# requested 1st tutorial!: goldmine and amber lights



## nunu (Oct 8, 2007)

hey everyone! 
nics 1972, requested this tutorial, it's my fisrt tutorial so bear with me!

i am aiming to achieve this look 
[I used: ALL MAC unless noted otherwise
Eyes:
UDPP
goldmine
amber lights
courdory
ricepaper
smolder kohl
maybeline XXL mascara

Face:
select cover up conceler
studio tech foundation
pressed blot powder
margin blush

Lips:
maybeline candy pink

brushes: 182,190,242,213,219,275,217 and 116

start with a clean moisturised face. Then apply concealer (select cover up) with the 242 brush.
as you can see in this picture, i have already blended the concealor on my right eye and the left wasn't blended yet. as you can see aswell i have put concealer on my inner corner of the upper lid. i never used to do that but i have read it in BObbi Browns book.

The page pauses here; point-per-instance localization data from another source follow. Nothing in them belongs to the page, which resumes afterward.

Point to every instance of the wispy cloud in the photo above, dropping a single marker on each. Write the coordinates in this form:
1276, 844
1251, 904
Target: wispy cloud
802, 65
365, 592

Just dab the concealer underneath your eyes and the dab just a tiny bit on your inner corner and then blend 


next apply foundation (studio tech) with the 190 brush.


then apply powder (blot powder pressed) and buff it in with the 182 brush.


apply UDPP to the entire eyelid and blend
as you can see it's blended in one eye and not the other.


apply goldmine to the inner corner of your eyes with the 213 brush.


next apply amber lights to the outer corner of your eyes using the 213 brush.


blend them both using the 217 brush so there isn't any harsh lines


after that apply courdory using the 275 brush to the crease and blend all the colours together.


apply ricepaper as a highlight using the 275 brush and blend it in with cordoury.


using the 219 brush pick up some goldmine and line your inner lower line and then line your outer half of the lid with amber lights
] (i look like i poked my eye LOL)

line your waterline and upper line with smolder kohl. (smudge the upper line with 219 brush)


apply mascara.


apply blush to your cheeks.


apply vaseline to your lips and then put on your lipstick 
	

	
	
		
		

		
			






RESULTS!


CC is welcome!  
thank you for viewing!!!


----------



## frocher (Oct 8, 2007)

Great tut Nunu, thanks for posting it!


----------



## ShexyKristin (Oct 8, 2007)

Thanks Nunu! That was great!


----------



## MACATTAK (Oct 8, 2007)

Very pretty!  Thanks for this!


----------



## nics1972 (Oct 9, 2007)

Thank you, nunu. It is a wonderful tutorial and a gorgeous look too !! 
While I am here, I have to say this to everyone.. Nunu is an absolute sweetheart !! Not only did she go thru all the efforts to post this tutorial when I requested her for it, but she also was very sweet to send me a PM and let me know about it. It was very very kind and considerate of her for thinking about letting me know.. big hugs for her .


----------



## nunu (Oct 9, 2007)

thanks girls! you are all sweeet kisses to you all!
and nicole, you are such a sweetheart!! i did this look for you to be honest i didn't think it was all that but thanks a bunch 
	

	
	
		
		

		
		
	


	




 i enjoyed doing this tutorial. i just hope that i've been clear and went through every step well so that you will be able to replicate it!
thanks for the positive feedback! xoxo


----------



## Hilly (Oct 10, 2007)

Thanks! looks great on you


----------



## milamonster (Oct 11, 2007)

thanks! that was a great tut
also, do you straighten your hair?


----------



## jmj2k (Oct 11, 2007)

Thank you.


----------



## nunu (Oct 11, 2007)

Quote:

   Originally Posted by *milamonster* 

 
_thanks! that was a great tut
also, do you straighten your hair?_

 
yes i do


----------



## SparklingWaves (Oct 11, 2007)

Great tutorial.  Thank you! You are a sweetheart.


----------



## nunu (Oct 12, 2007)

aww thank you!


----------



## alien21xx (Oct 14, 2007)

This is a great tutorial. Thanks for posting!


----------



## nunu (Oct 14, 2007)

thank you for viewing!


----------



## Mandypaul (Oct 14, 2007)

great tutorial and i have both them colours yay lol, so will have a go at doing this look 
and i love your eyes so pretty


----------



## nunu (Oct 14, 2007)

thanks a lot you are soo sweet!
you have to try this look, the colours are really pretty together!


----------



## jdepp_84 (Oct 17, 2007)

Great tut! I just got all these colors, so I will def be trying it out!


----------



## delidee32 (Oct 17, 2007)

Very pretty, I love Goldmine and Amber lights together.  Thanks for tut.


----------



## deadSAVVY (Oct 17, 2007)

nice tut!


----------



## nunu (Oct 18, 2007)

thank you!


----------



## HayleyVengeance (Oct 18, 2007)

gorgeous


----------